Car makers need to be green as well as lean to survive. That means more than just having all-electric cars in their model line-up. It means, increasingly, using recycled materials to build their products.
Manufacturers have been experimenting with new techniques for using aluminium, carbon-fibre and plastic in their vehicles, while the use of other post-consumer materials has also crept up – from Cadillac's use of old tyres to Audi's of scrap cotton.
The car industry is used to recycling steel from scrapped vehicles – about a quarter of the steel in conventional cars has been recycled. But it has recently been looking for lighter alternatives – especially for electric cars, which have to bear the weight of heavy batteries.
Car makers such as Jaguar Land Rover (JLR) and Audi are increasingly using recycled aluminium for the structures of their vehicles. BMW, meanwhile, is using carbon-fibre reinforced plastic, which is lighter still, for electric and hybrid vehicles such as the i3 and the i8.
Recycling aluminium is more of a headache than recycling steel, but there is a big incentive to do so. Smelting the material in the first place is extremely energy intensive – one reason why aluminium is expensive.
Pioneering project
Premium vehicle manufacturer JLR is taking control of this process with its pioneering Reality project, aimed at “closed-loop” recycling of aluminium from end-of-life vehicles. It uses hi-tech techniques to sort the aluminium before melting it down and reusing it, saving on both cost and carbon dioxide emissions in the manufacturing process.
The Jaguar XE was the first vehicle in the world to have body panels made from RC5754-grade aluminium alloy, which contains up to 75 per cent recycled aluminium. Half the XE body structure is made of aluminium alloy grades that incorporate a significant amount of recycled metal.
“More than a million cars are crushed every year in the UK and this pioneering project affords us a real opportunity to give some of them a second life,” says Gaëlle Guillaume, lead project manager for the Reality project at JLR. “Aluminium is a valuable material and a key component in our manufacturing process and as such we're committed to ensuring our use of it is as responsible as possible.”
Fibre options
As for carbon-fibre components, these achieve high levels of rigidity combined with low weight by using long strands of the fibres held together with resin.

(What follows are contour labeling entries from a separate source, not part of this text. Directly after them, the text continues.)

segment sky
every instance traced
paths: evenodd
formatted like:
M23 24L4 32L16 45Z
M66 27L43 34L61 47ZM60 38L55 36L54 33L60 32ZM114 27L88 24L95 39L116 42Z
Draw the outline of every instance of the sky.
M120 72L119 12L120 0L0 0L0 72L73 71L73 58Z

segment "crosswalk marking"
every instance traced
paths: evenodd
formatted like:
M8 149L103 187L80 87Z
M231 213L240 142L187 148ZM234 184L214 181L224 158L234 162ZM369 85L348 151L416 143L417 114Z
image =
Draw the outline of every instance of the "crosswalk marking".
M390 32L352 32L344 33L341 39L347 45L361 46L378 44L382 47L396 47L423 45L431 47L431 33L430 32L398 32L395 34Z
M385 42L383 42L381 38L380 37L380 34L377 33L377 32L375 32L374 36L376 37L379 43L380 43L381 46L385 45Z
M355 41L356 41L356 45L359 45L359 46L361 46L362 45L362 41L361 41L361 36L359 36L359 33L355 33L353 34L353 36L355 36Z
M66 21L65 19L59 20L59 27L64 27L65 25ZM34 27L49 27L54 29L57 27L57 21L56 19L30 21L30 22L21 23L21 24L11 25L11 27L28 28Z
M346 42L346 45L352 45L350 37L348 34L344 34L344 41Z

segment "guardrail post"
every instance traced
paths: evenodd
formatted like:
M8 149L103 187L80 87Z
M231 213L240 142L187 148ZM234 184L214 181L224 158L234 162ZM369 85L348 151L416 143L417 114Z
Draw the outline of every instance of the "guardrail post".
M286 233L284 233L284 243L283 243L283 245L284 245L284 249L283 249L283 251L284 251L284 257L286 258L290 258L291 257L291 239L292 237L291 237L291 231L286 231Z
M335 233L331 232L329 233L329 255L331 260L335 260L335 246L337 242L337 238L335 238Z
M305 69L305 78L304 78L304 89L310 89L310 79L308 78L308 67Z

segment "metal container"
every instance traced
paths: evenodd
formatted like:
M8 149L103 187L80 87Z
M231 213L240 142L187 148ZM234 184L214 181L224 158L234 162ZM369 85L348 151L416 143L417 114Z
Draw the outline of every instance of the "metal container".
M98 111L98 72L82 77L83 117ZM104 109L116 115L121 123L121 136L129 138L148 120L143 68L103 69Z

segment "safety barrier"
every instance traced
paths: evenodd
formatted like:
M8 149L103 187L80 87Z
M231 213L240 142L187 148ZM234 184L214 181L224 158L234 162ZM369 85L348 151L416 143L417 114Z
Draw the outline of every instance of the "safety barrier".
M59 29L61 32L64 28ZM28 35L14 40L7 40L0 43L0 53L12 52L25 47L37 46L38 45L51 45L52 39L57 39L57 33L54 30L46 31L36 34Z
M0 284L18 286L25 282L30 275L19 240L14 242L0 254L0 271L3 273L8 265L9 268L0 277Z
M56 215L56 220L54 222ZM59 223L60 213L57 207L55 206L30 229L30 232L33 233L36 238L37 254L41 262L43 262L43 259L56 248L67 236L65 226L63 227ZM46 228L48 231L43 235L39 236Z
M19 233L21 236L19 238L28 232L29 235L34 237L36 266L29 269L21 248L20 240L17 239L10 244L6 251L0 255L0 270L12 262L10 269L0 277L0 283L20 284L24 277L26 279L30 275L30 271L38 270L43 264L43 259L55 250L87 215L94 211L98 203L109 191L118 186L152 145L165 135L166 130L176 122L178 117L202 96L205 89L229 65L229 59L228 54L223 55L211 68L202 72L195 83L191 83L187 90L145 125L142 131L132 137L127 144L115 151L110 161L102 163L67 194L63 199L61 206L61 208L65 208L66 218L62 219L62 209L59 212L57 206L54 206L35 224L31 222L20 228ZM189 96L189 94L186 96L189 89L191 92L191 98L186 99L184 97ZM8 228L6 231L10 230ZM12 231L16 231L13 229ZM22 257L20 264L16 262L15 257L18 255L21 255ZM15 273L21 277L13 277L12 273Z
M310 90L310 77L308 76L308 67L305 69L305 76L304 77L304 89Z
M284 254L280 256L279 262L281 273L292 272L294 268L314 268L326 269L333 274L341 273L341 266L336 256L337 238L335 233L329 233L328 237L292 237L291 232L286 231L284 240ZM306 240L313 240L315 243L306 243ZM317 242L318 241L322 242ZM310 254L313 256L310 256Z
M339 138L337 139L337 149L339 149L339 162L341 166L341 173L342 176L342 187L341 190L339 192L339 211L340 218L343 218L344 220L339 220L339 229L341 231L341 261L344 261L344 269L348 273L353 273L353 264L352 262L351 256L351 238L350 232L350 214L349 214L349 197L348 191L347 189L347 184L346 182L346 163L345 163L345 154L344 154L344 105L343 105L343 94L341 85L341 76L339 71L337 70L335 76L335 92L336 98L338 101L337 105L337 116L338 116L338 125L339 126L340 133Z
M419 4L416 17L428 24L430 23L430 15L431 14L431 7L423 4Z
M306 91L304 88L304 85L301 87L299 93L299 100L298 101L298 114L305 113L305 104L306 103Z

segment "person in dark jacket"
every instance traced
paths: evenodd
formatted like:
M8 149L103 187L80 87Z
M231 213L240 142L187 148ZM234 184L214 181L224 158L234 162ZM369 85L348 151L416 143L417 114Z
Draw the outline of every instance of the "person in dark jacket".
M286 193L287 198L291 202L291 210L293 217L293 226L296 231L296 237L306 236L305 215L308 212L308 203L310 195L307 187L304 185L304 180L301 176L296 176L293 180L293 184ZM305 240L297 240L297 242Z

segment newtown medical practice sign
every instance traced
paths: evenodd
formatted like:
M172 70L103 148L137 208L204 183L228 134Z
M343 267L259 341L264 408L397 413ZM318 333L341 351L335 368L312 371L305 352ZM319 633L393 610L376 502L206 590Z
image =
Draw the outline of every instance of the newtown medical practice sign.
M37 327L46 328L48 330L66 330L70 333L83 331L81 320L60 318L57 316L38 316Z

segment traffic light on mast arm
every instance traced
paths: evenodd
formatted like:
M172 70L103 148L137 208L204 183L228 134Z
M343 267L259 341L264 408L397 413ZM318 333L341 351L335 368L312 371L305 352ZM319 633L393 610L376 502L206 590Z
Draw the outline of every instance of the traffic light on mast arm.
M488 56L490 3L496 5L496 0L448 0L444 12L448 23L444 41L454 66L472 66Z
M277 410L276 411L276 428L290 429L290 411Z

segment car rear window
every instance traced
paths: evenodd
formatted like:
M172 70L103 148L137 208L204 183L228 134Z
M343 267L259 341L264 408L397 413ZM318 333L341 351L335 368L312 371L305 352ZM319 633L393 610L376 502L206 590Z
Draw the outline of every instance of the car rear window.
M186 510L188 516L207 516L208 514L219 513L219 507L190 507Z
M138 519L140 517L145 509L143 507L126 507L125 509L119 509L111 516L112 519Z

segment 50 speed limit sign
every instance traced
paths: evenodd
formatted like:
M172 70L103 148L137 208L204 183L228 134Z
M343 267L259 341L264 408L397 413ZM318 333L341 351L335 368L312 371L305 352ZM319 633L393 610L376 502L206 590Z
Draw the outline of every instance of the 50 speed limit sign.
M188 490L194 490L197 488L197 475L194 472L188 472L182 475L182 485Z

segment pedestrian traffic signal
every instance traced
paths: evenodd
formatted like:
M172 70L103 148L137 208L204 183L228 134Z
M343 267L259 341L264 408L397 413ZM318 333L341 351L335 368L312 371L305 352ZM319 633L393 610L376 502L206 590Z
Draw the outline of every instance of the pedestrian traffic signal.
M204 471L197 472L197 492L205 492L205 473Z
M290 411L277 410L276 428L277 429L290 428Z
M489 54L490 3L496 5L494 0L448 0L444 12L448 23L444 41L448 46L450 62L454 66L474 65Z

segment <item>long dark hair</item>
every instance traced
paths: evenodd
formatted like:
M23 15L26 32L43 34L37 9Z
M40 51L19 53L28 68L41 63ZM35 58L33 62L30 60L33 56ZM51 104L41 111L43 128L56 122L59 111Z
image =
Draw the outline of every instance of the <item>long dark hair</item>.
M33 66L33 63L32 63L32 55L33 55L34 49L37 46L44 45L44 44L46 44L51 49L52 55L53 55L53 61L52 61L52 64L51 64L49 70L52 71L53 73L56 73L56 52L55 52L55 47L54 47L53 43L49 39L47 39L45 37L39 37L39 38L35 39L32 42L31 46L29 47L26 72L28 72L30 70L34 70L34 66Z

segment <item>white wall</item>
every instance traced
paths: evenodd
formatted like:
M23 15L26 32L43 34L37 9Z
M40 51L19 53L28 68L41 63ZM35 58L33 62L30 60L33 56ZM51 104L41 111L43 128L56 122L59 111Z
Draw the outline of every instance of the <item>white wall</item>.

But making them has in the past been labour-intensive and expensive, and when the components are past their useful life they have had to be thrown away.
Some of those benefits of strength and low mass can, however, be achieved by using chopped-up fibres, as BMW and Lamborghini have discovered. Those shorter lengths can be residue from a manufacturing process or even recovered from scrapped carbon-fibre components.
As an extra benefit, using chopped fibres can allow greater automation in manufacturing, which means the components are less expensive to produce.
Another area showing progress for car markers is the use of recycled plastic, which has the added environmental benefit of helping to decrease the use of oil – a factor in plastic production. Volvo says that about 5 per cent of the plastics it uses are recycled and it is aiming to raise that to 25 per cent by 2025, using old bottles, fishing nets and even car seats to make plastic parts and sound-deadening material. “We strive to manage resource scarcity by finding better ways to utilise transport and to recycle, remanufacture and refurbish products and components,” says the company.
BMW says a quarter of the interior of its i3 is made from recycled plastics along with renewable raw materials such as sustainably cultivated eucalyptus.
Resourceful thinking
In other equally imaginative examples, Cadillac makes air and water baffles for its engine compartments from used tyres, Mercedes uses recycled plastics for bumpers and baffles, plus waste paper in luggage-compartment covers. Audi also uses recycled paper and scrap cotton to make floor insulation.
And an ingenious piece of circular thinking comes from General Motors in the US. It requires suppliers to use a particular type of cardboard for packaging components, which once the parts are delivered to its factories it then recycles into sound-deadening material for the cars it makes.
Ford has said that it saves more than $10m a year in its North American plants alone by using recycled materials.
This reinforces the message that a big reason for vehicle makers to use recycled materials is cost. Another is to help them meet environmental targets for their manufacturing processes. But as companies increasingly discover that materials created through upgraded recycling processes can be lighter than the alternatives, and see those benefits multiply the efficiency, effectiveness and desirability of their products, it's likely that recycled materials will become even more common in our cars.